Collective irresponsibility exists within social structures. Assuming you don’t need to worry about something because someone else is dealing with it leads to the situation where many are indeed worrying about it, but no-one is dealing with it. This slippery slope led to some well-publicized examples of industrial accidents and financial incompetence. Individuals followed corporate guidelines in good faith, but the guidelines were no longer fit for purpose. The guidelines hadn’t evolved to suit the facts on the ground. Punishment for corporate malfeasance has progressed from financial penalties to individual prosecution of executives and leaders who should have behaved responsibly. This alters the perception of limited or constrained liability often present in some companies and has led to distinct behavioral modifications in large organizations. When a CEO can be personally jailed for unethical practices within an organization, then things start to change. How soon before that awareness starts to trickle down to smaller organizations, local communities, and social structures?

Let’s come back to personal responsibility when used in conjunction with AI. If AI is a true partner in the process, providing the super-human capability to its users, then as with any partnership, boundaries should be customizable. If the partnership no longer works, it should be possible to terminate or modify it. The issue with many systems is that they are black boxes. They automate processes, but in fact, are being given autonomous roles. Automation for the purposes of speed and efficiency is one thing and typically runs to a well-defined set of rules and conditions. Autonomy, on the other hand, assumes novel situations. It isn’t necessarily focused on speed. It may also re-learn over time based on historical data and new contexts. This is an attractive proposition and a seductive slippery slope. Let’s not confuse the two.

In the 90s, I saw a comedian referring to people who couldn’t operate a video recorder as 12 O’clock flashers. Their VCR constantly blinked 12:00 reminding them to set the clock. They could press PLAY, FF etc. but if they couldn’t even work out how to set the time, then recording programs for a future time was beyond them. These days, the web is filled with guides on how to disable location tracking, configure your privacy settings, the software you shouldn’t download, URLs and sites you should be wary of, but how many people today are basically smart-phone versions of 12 O’clock flashers?

How does a lack of explainability affect human decisions?

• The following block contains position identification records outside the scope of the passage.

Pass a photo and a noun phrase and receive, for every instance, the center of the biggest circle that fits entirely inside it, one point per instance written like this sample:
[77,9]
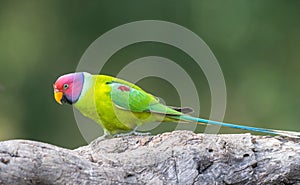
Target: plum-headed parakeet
[120,106]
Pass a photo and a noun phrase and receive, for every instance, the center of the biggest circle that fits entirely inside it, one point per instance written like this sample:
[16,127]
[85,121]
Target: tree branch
[180,157]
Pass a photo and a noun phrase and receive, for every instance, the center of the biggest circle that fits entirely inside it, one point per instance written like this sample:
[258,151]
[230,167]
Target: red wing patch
[124,88]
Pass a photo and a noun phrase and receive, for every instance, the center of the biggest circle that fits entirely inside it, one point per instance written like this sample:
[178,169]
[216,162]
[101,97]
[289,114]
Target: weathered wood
[180,157]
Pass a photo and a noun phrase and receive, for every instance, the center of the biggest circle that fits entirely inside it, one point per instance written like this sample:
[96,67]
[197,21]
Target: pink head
[67,88]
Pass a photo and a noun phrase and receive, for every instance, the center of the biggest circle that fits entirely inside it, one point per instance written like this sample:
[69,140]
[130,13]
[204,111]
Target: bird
[120,107]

There are many initiatives aimed at making AI internals more transparent so systems can rationalize their decisions. While an excellent objective, it would be idealistic to assume it should be available for everything. Think of a world expert in something. You could ask her to explain why she chose to take a specific decision and she might have an answer. She might also just say that it felt right because in her experience that’s been the case 9 times out of 10, and this situation seems similar. If transparency isn’t built into a system and it can’t explain how it arrived at its decision, should that decision be ignored? I would argue that the decision is not necessarily a bad one, but in specific instances, a human could either validate it through a more detailed look at the decision and the context, or the person might come up with the same gut feeling and make a call to follow it. Either way, the onus of responsibility falls back onto a human. It’s only through this sort of oversight and subtly changing our approval process, that we start to make human oversight more pervasive.

Roles and responsibilities

If AI is being embedded into systems that we use on a regular basis, then consider governments, society, corporates, and the individual. Who bears what responsibility for how AI is used and the resultant effects? There will be overlap because each of these parties cooperates with the others.

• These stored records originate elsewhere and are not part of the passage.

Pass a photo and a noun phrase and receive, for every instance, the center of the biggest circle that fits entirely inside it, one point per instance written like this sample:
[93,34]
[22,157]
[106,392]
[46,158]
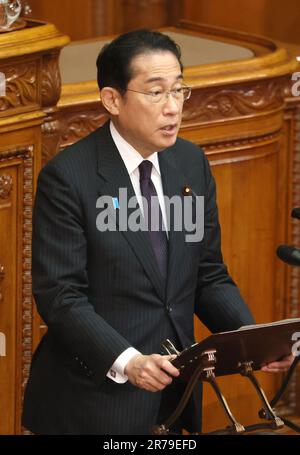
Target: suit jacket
[101,292]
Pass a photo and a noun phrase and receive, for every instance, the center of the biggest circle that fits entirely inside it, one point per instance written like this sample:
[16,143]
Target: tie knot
[145,170]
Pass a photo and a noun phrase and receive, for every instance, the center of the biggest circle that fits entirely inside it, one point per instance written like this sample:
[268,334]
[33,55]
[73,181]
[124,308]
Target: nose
[171,105]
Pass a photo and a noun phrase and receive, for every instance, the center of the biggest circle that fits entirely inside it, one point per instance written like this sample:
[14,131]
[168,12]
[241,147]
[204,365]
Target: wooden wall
[277,19]
[89,18]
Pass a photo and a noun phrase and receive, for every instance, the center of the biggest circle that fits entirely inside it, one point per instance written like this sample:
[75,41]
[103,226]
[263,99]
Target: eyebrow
[159,79]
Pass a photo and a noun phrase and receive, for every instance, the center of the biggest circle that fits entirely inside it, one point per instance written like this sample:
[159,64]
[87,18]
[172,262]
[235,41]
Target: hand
[151,372]
[279,366]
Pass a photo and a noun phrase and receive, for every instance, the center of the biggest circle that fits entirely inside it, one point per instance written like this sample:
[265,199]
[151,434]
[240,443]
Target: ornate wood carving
[51,88]
[21,86]
[51,80]
[206,105]
[6,185]
[27,308]
[2,275]
[26,314]
[76,125]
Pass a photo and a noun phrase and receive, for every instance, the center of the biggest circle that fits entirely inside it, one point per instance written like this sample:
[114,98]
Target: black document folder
[258,344]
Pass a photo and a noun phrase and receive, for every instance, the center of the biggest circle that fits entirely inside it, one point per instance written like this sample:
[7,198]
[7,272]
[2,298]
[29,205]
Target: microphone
[296,213]
[289,254]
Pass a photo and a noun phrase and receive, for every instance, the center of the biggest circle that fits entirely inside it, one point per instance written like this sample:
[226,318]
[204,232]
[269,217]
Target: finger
[165,364]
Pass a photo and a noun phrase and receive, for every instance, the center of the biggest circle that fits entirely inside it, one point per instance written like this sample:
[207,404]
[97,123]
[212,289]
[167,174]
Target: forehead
[160,64]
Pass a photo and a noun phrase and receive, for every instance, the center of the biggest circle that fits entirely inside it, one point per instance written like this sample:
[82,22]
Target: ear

Large technical companies have come in for a lot of criticism over the last few years. In some instances, this was entirely deserved. Disingenuously luring people onto a platform in order to misuse their personal data for financial gain is both morally and criminally suspect. There have been some very public showcases of this, and the public voted with its feet by leaving those platforms by the millions. On the other hand, many large companies have been very transparent about how they look after the rights of their consumers and make every effort to ring-fence data to comply both with the letter of the law, and the spirit of the agreement. In other words, they genuinely want to do the right thing. Where this is breached, there should be proportionate prosecutions to help drive a culture of institutional responsibility.

However, it is fair to say that public opinion on what an appropriate use of data is, has changed regularly over the last 5–10 years and differs across generations. What was once acceptable, now isn’t. What was once too much too soon, is now a fair price to pay for convenience. The problem is that what defines acceptable, changes too quickly for many companies to respond in a timely fashion. I have seen companies create scary capabilities. When the flaws are highlighted, they build more capabilities to mitigate the risks, and then more and more and so on. These companies are on a treadmill of fixing AI systems, when in fact, a reasonable option might be to use no AI or for that matter, no system.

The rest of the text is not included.